Research:WikiGrok/Test2

Test 2: All logged-in users, en.wiki

Pre-test (internal QA-only):

1.25wmf11 train deployed to en.wiki

Wed, 10 Dec 2014 19:00:00 UTC / Wed, 10 Dec 2014 11:00:00 PST

Test began:

Config change SWAT deployment ($wgMFEnableWikiGrok set to true)

Fri, 12 Dec 2014 00:41:00 UTC / Thurs, 11 Dec 2014 16:41:00 PST

Test ends:

Config change SWAT deployment ($wgMFEnableWikiGrok set to false)

Thurs, 18 Dec 2014 00:00:00 UTC / Wed, 17 Dec 2014 16:00:00 PST

Sampling

The test targets all logged-in users on English Wikipedia on mobile devices with screen width less than 768 pixels. At the start of the test, users are randomly assigned to one of two buckets via a token that persists across sessions (clearing the token resets the bucket assignment). The test lasts for 1 week.

Treatments

Users in the pool of eligible participants see one of two versions of WikiGrok widget when landing on articles where WikiGrok is activated. The start and end of the worflow is identical in the two conditions:

a landing screen with a call to action that the user needs to accept in order to proceed to the next step
a form with a WikiGrok question, the design of which depends on the experimental group the user is assigned to
a confirmation screen, displayed after clicking on the submit button and successfully storing a response (including a "Not sure" or NULL response).

The WikiGrok question is the only element in the workflow that varies across conditions and it consists of two updated types of questions:

A binary question for group A
A tagging task with multiple possible values for group B.

Once a user has completed the WikiGrok workflow for a particular article, they will no longer see WikiGrok on that article in the future. The list of articles that they have completed WikiGrok on is stored in LocalStorage.

Claim selection

The total number of eligible pages is between 260,000 and 300,000.

Writer (36444 items)
- Item eligibility: instance of human, occupation writer, not occupation author
- Potential claims: occupation author
Actor (107047 items)
- Item eligibility: instance of human, occupation actor
- Potential claims: occupation television actor, occupation film actor
Album (155231 items)
- Item eligibility: instance of album
- Potential claims: instance of live album, instance of studio album

Data QA

Data quality issues for test 2 are tracked here.

Results

Top Level Statistics

From the 166,888 pages WikiGrok widget could be anabled on, 9173 unique pages had at least one version (a) tested on them. This number is 9013 for version (b). By the end of the test, 6% of these pages had at least one non-null response submitted through them.

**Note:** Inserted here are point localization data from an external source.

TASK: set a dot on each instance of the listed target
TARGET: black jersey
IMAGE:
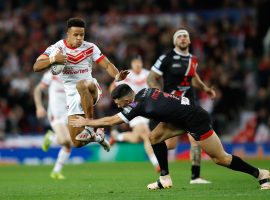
(164, 107)
(177, 71)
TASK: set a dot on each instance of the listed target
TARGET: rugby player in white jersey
(57, 115)
(139, 125)
(82, 90)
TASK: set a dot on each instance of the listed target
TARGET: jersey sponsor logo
(170, 96)
(75, 59)
(74, 71)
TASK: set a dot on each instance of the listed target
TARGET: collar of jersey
(180, 53)
(66, 44)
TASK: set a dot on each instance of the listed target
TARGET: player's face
(75, 36)
(183, 42)
(136, 65)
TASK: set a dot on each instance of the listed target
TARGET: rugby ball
(55, 67)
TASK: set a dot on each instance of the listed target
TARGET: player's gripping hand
(78, 121)
(122, 75)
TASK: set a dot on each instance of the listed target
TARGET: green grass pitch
(127, 180)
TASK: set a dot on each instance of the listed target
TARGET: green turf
(126, 181)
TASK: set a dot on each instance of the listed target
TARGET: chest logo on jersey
(79, 57)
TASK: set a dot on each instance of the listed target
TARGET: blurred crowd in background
(233, 54)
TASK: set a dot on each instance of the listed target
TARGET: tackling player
(57, 115)
(175, 72)
(82, 90)
(173, 112)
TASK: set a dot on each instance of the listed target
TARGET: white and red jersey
(135, 81)
(57, 105)
(79, 63)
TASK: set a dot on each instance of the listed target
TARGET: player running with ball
(82, 90)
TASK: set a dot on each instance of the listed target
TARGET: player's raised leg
(195, 158)
(63, 139)
(157, 138)
(90, 93)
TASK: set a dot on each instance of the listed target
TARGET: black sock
(238, 164)
(195, 171)
(161, 154)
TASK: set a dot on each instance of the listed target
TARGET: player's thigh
(142, 130)
(213, 147)
(62, 132)
(162, 132)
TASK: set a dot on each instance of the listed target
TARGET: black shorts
(200, 125)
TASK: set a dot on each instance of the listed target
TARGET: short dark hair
(75, 22)
(121, 91)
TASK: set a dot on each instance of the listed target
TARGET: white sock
(120, 137)
(153, 160)
(63, 156)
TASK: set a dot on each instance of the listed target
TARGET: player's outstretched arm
(43, 61)
(154, 80)
(96, 123)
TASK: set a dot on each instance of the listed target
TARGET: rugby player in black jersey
(176, 72)
(172, 112)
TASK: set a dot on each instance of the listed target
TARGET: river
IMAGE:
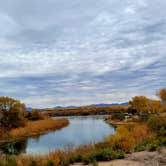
(81, 130)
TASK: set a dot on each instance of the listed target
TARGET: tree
(141, 104)
(11, 113)
(162, 95)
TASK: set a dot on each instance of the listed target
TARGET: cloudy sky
(79, 52)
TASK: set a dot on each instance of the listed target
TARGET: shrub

The top level session statistics are as follow:

sessions with ...	version (a)	version (b)
page impression	22,693	21,622
widget impression	11,239	11,145
response	573	570
non-null responses	573
no-thanks	1679	1418
click-accept	732	697
success impression	646	598

The Funnel

The following two graphs show the funnel for version (a) and version (b) tests. Each node of the graph is labeled by the corresponding widget name in MobileWebWikiGrok schema. The numbers in parantheses show the number of times the widget is used, and the numbers on the connecting arcs show the probability of transitioning from a a widget to the next.

Version (a) funnel

Version (b) funnel.

Observations

In both versions (a) and (b), page impression does not result in widget impression ~50% of the time. These are from page impressions that do not scroll down in the page enough to see the widget impression. Further experiments with the location of WikiGrok widget in the page can help in identifying the optimal location for the gadget.
In both versions (a) and (b), no interaction is done by the user with WikiGrok widget ~80% of the time the widget is shown. This number is huge and we need to understand why this happens. Is this because the users do not see the widget (UX improvements)? Is this because editors do not find WikiGrok questions interesting? etc. We will carefully monitor this number in the reader experiment.
The users are 2.5 times more likely to choose no-thanks than accepting WikiGrok widget. Whether this number is high or low depends on the traffic each widget receives as well as the desired accuracy of responses. We will keep an eye on this number as we release the feature to readers.
A response is submitted ~90% of the times when WikiGrok widget is accepted. Ideally, we want to push for 100% response submission rate given that the questions are short.

Quality and Predictability of Responses

The Ground truth for the questions asked by WikiGrok is not known unless handcoded manually. However, we can use entropy to measure the predictability of responses.